Likewise, although this is not a restriction in the strict sense of the term, the permanence in the company is also regulated when the company has paid for training or specialisation in order to undertake certain projects, for a maximum period of two years.

Does the employer have to pay compensation to the employee in relation to the restrictive covenants?

If a restrictive covenant is agreed, in order for it to be valid it must have an "adequate" financial compensation, without specifying the manner in which it is to be compensated, which may be either through the payment of a percentage or a specific amount on a monthly basis.

In the case of compensation for exclusivity, it must be paid while the employment relationship is still in force, and it is considered appropriate to pay a percentage that, depending on the agreed salary, is at least 20-25% of its amount.

In the case of post-contractual non-competition, a percentage of the salary can also be paid on a monthly pro rata basis during the term of the employment relationship (around 35-50% of the salary depending on the amount), or it can be stipulated that a certain amount (at least 50% of the salary) is paid after the redundancy or termination of the employment relationship.

Are there limits to the post-employment restriction period and to the geographical area of the restrictive covenants?

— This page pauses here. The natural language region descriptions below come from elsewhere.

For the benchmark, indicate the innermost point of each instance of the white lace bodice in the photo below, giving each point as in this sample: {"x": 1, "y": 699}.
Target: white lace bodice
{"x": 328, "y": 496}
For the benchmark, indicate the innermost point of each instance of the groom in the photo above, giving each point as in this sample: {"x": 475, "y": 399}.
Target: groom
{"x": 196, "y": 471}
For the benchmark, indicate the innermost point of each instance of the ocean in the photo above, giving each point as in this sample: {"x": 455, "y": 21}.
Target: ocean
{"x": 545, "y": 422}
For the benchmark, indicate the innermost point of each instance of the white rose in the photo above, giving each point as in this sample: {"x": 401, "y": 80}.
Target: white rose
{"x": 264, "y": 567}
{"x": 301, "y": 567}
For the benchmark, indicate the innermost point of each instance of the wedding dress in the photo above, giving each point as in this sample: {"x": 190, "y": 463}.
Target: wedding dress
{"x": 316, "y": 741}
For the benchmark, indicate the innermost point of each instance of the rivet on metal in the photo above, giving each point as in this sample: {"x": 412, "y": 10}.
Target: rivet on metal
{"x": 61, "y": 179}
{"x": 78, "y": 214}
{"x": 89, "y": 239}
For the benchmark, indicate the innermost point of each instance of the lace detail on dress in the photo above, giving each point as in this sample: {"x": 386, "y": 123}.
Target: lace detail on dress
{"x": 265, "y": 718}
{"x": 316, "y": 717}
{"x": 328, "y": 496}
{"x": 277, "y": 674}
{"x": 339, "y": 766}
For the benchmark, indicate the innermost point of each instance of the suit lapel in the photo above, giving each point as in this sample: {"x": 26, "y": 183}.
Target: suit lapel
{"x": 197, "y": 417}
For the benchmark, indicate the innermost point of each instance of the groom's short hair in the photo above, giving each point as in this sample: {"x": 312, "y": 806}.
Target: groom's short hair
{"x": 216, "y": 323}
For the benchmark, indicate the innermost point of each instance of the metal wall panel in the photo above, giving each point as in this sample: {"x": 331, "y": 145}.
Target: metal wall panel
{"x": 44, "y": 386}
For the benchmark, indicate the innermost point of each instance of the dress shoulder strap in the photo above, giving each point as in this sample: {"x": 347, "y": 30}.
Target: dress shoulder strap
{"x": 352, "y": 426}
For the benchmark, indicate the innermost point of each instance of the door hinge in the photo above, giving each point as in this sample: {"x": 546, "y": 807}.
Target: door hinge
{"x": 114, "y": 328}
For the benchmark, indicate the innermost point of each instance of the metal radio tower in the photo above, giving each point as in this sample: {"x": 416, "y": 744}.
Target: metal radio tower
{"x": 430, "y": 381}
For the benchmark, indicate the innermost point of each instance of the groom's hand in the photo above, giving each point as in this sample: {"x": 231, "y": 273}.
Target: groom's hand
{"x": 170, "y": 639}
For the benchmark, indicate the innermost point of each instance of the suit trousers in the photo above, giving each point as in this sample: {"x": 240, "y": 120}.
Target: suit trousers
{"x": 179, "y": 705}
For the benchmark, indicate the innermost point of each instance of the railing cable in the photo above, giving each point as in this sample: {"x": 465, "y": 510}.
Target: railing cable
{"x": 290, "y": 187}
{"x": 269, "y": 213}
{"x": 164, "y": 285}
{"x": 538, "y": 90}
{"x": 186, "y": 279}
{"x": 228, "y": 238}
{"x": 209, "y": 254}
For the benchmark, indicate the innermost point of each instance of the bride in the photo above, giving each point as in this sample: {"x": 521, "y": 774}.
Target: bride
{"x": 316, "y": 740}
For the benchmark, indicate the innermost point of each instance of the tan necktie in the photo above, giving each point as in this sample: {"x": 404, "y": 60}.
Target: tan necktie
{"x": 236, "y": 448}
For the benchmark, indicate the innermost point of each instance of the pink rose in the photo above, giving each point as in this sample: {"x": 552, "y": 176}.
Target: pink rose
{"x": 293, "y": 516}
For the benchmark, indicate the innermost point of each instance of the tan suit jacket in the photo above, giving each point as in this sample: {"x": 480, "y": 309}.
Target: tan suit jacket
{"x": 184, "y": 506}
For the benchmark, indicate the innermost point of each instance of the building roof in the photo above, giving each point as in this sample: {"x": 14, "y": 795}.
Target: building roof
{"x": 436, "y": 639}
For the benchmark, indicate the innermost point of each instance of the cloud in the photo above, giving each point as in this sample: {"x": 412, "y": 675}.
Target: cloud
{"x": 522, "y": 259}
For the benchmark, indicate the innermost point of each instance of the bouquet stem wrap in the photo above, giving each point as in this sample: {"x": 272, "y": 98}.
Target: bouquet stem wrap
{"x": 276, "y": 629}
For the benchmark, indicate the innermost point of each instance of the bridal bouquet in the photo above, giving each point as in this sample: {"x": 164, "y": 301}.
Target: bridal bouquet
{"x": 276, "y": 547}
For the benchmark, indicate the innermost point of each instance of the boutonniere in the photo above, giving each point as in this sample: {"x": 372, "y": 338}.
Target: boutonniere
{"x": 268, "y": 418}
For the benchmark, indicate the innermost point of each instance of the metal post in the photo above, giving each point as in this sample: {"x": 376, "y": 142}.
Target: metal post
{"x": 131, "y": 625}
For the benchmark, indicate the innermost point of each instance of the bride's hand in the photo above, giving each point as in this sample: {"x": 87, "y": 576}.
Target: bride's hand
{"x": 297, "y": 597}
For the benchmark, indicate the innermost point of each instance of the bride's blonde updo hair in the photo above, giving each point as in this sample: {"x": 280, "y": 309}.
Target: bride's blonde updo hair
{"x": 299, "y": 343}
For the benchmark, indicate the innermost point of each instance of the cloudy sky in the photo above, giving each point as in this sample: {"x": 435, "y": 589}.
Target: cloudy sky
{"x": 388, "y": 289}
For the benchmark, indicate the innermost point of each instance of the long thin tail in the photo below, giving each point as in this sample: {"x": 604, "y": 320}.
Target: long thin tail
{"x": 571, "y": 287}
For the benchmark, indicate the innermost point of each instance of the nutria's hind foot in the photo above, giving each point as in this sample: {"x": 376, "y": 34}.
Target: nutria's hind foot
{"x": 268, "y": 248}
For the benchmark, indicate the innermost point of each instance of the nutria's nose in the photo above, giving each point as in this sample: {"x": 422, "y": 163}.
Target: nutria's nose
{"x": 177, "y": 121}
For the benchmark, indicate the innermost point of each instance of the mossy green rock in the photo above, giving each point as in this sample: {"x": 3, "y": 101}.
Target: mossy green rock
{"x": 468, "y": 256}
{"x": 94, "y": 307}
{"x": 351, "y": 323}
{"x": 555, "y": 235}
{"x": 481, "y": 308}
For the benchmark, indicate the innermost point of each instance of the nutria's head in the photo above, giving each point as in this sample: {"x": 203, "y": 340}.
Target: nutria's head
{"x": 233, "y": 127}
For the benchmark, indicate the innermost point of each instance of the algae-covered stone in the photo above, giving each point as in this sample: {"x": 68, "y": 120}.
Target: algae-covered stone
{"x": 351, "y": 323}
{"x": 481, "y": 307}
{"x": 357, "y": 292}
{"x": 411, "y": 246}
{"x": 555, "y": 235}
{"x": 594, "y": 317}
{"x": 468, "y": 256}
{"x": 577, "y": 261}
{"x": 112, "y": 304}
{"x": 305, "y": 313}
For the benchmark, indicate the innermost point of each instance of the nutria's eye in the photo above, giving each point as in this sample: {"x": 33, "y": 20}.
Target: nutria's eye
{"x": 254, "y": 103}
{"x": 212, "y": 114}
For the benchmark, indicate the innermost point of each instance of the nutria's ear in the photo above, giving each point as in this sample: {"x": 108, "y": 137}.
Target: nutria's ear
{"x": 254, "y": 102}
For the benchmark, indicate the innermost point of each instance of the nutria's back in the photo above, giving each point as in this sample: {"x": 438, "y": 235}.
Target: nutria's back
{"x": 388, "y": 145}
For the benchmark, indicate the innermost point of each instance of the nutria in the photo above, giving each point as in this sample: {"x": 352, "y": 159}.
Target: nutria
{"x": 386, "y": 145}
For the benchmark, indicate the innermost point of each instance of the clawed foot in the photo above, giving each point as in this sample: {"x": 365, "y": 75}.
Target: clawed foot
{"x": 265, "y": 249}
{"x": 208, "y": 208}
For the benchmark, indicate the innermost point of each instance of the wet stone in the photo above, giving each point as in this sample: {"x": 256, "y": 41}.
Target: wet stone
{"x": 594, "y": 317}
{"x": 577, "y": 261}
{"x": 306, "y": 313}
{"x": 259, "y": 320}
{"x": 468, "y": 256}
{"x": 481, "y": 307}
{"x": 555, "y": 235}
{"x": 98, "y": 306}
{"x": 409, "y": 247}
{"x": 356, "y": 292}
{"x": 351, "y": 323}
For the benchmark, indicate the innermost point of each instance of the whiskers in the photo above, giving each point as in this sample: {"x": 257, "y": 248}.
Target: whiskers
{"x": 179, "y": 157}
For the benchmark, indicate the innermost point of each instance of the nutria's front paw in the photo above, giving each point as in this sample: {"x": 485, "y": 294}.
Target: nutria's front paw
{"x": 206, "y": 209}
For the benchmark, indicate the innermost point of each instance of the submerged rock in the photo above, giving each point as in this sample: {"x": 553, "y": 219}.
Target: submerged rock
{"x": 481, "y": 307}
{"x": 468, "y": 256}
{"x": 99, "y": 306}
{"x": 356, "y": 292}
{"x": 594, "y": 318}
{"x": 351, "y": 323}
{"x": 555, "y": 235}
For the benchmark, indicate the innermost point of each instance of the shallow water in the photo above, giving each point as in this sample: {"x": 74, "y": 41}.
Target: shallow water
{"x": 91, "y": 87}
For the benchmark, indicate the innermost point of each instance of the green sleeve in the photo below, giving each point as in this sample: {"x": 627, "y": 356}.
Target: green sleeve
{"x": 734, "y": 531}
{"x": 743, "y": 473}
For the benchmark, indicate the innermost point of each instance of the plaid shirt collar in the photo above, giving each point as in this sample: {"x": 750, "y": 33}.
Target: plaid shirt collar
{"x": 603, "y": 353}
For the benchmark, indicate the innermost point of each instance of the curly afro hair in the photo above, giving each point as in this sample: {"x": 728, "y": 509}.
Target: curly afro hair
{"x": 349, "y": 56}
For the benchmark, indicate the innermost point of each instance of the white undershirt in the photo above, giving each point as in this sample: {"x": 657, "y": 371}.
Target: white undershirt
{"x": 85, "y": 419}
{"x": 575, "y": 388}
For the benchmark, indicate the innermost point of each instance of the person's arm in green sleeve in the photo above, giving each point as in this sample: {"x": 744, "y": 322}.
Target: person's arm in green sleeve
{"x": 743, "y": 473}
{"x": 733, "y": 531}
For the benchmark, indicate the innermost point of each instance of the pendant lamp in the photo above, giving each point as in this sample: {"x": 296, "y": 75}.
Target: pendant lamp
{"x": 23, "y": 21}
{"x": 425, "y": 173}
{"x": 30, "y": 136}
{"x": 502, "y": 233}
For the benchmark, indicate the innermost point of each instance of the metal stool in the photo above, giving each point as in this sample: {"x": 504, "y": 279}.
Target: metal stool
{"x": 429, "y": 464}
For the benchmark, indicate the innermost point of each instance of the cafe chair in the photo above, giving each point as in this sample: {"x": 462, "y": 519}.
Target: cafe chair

For restrictive covenants to be enforceable in accordance with the Spanish Workers' Statute, as well as with the constitutional principle recognising the right to work as one of the fundamental rights, there is a time limit of 2 years maximum for technical employees and 6 months for other workers. In terms of geographical limits, nothing is specified in the regulations, although, based on the restrictive criterion of industrial and commercial interest, it would be logical to consider that the geographical limit will be restricted to the area of business activity of the company or group in the case of a multinational.

Can the employer unilaterally revoke the agreed restrictive covenant at the end of the contract or otherwise avoid its application?

The company can revoke the full dedication of the agreement, although it can be considered as a substantial modification of the conditions of the employment contract, but it cannot unilaterally revoke the post-contractual non-competition agreement, as it is a clause that cannot be left to the discretion of one of the parties, and therefore, except in some very specific cases, any clause that allows the company to decide whether or not to demand non-competition and compensation when terminating the employment relationship will be null and void.

What remedies are available to the employer when an employee breaches their restrictions?

It is important for employees to be mindful of their restrictive covenants.  In case of a breach of exclusivity, the company may impose disciplinary sanctions on the employee (including dismissal), as well as claim compensation for damages caused.

In case of breach of the post-contractual non-competition, the employer may claim the amounts received for this concept, and in some cases, an additional amount may also be claimed as compensation for damages before the social jurisdiction.

In the event of breach of the permanence pact, the company will be entitled to claim from the worker the amount invested in his or her training in proportion to the time of permanence not fulfilled.